Lack of clarity about sim function vs feature map for paper/code #1

deklanw · 2024-02-20T01:41:25Z

Hi, I read your paper and found the following confusing. When you're describing your ablations which culminate in ReBased it starts with

x^2 – substituting the original kernel function with a simple element-wise squaring operation, ϕ(x) = x^2.

but, this doesn't seem to be what happens in your code. See these lines

rebased/flash_linear_attention/fla/ops/triton/rebased_fast/parallel.py

Lines 68 to 69 in 7a085b4

    
           b_s = tl.dot(b_q, (b_k), allow_tf32=False) 
        
           b_s = b_s * b_s

My understanding of Linear Attention is the following. We need two functions: a similarity function (called sim or s) which takes two vectors and returns a scalar and a feature map (called phi typically) which takes a single vector and returns another vector (possibly of different dimension). Ignoring normalization by 1/sqrt(d) for simplicity, Linear Attention requires that

s(q, k) = dot(phi(q), phi(k))

Those lines of code I linked to correspond to defining

s(q, k) = dot(q, k)**2

The feature map phi which corresponds to this similarity function is not elementwise squaring. I.e., phi(x) = x**2 is not the corresponding feature map for that similarity function. The correct corresponding feature map is phi(x) = flatten(outer(x, x))

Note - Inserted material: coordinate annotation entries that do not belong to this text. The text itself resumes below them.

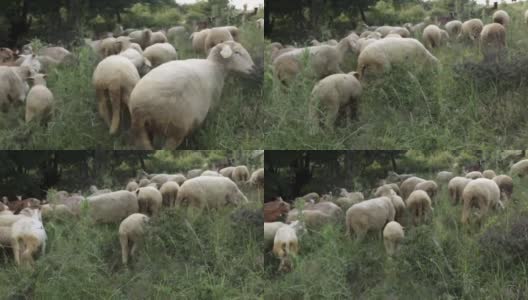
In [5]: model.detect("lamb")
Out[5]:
[405,190,433,226]
[129,42,255,149]
[26,74,54,123]
[422,24,449,50]
[160,181,180,207]
[233,166,249,184]
[176,176,248,209]
[119,213,150,265]
[492,10,510,27]
[459,19,484,41]
[447,176,471,205]
[92,55,140,135]
[346,197,396,239]
[480,23,506,61]
[466,171,484,179]
[357,38,438,80]
[462,178,502,224]
[83,191,139,223]
[143,43,178,68]
[445,20,462,37]
[136,186,163,216]
[310,72,363,131]
[383,221,405,256]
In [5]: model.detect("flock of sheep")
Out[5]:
[271,10,516,133]
[264,159,528,271]
[0,19,263,149]
[0,165,264,265]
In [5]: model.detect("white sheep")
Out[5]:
[310,72,363,131]
[357,38,438,80]
[26,74,53,123]
[143,43,178,68]
[383,221,405,256]
[92,55,140,134]
[119,213,149,265]
[129,42,255,149]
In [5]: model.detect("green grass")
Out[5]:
[262,5,528,149]
[0,189,264,299]
[0,23,264,150]
[264,176,528,299]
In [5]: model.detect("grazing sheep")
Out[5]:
[83,191,139,223]
[400,176,425,201]
[176,176,248,209]
[445,20,462,37]
[136,186,163,216]
[466,171,484,179]
[459,19,484,41]
[383,221,405,256]
[492,10,510,27]
[143,43,178,68]
[26,74,53,123]
[447,176,471,205]
[129,41,255,149]
[462,178,502,224]
[92,55,139,134]
[310,72,362,131]
[233,166,249,184]
[160,181,180,207]
[480,23,506,61]
[346,197,396,239]
[357,38,438,80]
[405,190,433,226]
[482,170,497,179]
[493,175,513,201]
[119,213,149,265]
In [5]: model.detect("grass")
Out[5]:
[0,186,264,299]
[264,172,528,299]
[0,23,264,150]
[262,4,528,149]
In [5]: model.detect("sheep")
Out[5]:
[445,20,462,37]
[11,208,47,265]
[466,171,484,179]
[0,66,32,112]
[143,43,178,68]
[176,176,248,209]
[459,19,484,41]
[447,176,471,205]
[405,190,433,226]
[136,186,163,216]
[400,176,425,200]
[346,197,396,239]
[488,10,510,27]
[160,181,180,207]
[482,170,497,179]
[462,178,502,224]
[119,213,150,266]
[82,191,139,223]
[310,72,363,132]
[129,41,255,149]
[203,27,234,54]
[383,221,405,256]
[492,175,513,202]
[92,55,140,135]
[414,180,438,201]
[422,24,449,50]
[26,74,54,123]
[357,38,438,80]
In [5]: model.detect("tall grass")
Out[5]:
[0,23,264,150]
[264,176,528,299]
[263,4,528,149]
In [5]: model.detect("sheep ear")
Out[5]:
[220,45,233,58]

One could say similar things about the other variants in the ablations, including ReBased.

Am I missing something?

The text was updated successfully, but these errors were encountered:

elephantmipt · 2024-02-20T07:01:44Z

Hi, thank you for your interest. Sorry for the confusion, by phi=x^2 we use simplified notation. From my perspective in case of sim(q, k) = (q^Tk)^2 we have phi(q) != q^2. However, we still can factorise our similarity into kernels.

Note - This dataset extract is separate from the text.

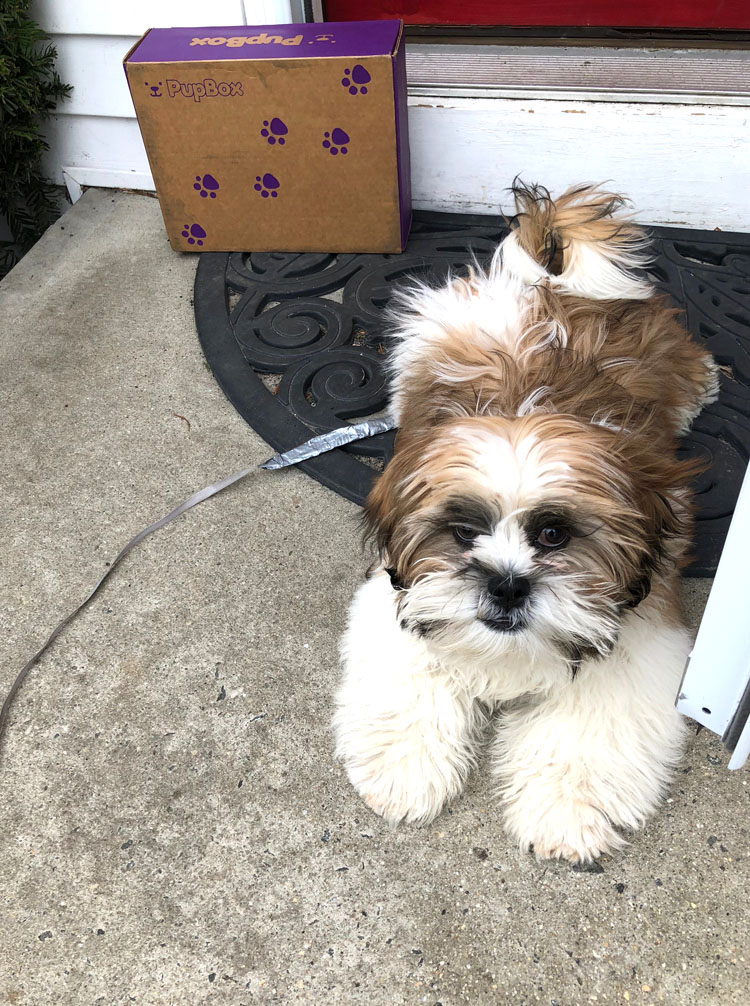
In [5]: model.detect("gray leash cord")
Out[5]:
[0,415,396,741]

Check out tests with the reference implementation:

rebased/flash_linear_attention/fla/layers/rebased_fast.py

Lines 66 to 70 in fc11fa1

    
           def forward(self, x: torch.Tensor): 
        
               # Get 2nd-order terms (rearrange(x * x), '... m n -> ... (m n)') 
        
               x2 = (x.unsqueeze(-1) * x.unsqueeze(-2) 
        
                     ).flatten(start_dim=-2) 
        
               return x2 / self.rd

rebased/flash_linear_attention/fla/layers/rebased_fast.py

Line 161 in fc11fa1

y = ((q * (k * v).cumsum(2)).sum(-1) / ((q * k.cumsum(2)).sum(-1) + self.eps))

deklanw · 2024-02-20T14:57:18Z

Still confused.

These lines you link to

rebased/flash_linear_attention/fla/layers/rebased_fast.py

Lines 66 to 70 in fc11fa1

    
           def forward(self, x: torch.Tensor): 
        
               # Get 2nd-order terms (rearrange(x * x), '... m n -> ... (m n)') 
        
               x2 = (x.unsqueeze(-1) * x.unsqueeze(-2) 
        
                     ).flatten(start_dim=-2) 
        
               return x2 / self.rd

correspond to computing a self outer product and flattening.

To clarify, it seems like you agree that the similarity function is sim(q, k) = dot(q, k)**2 but do you agree with

The feature map phi which corresponds to this similarity function is not elementwise squaring. I.e., phi(x) = x**2 is not the corresponding feature map for that similarity function. The correct corresponding feature map is phi(x) = flatten(outer(x, x))

Agree?

kefirski · 2024-02-20T15:48:09Z

Yes, you are correct. I guess the source for your misunderstanding is messy with parallel and linear computing models.

Like we stated above, sim(q, k) = (dot(q, k))^2. Now, consider we want to evaluate a model with such similarity in parallel mode (evaluate the similarity between Q and K first and then multiply similarity scores with V). In such a case, you could first evaluate matmul(Q, K^T) and then square scores. The obtained matrix will match the sim applied to each pair of q and k. In such a mode, the kernel is evaluated.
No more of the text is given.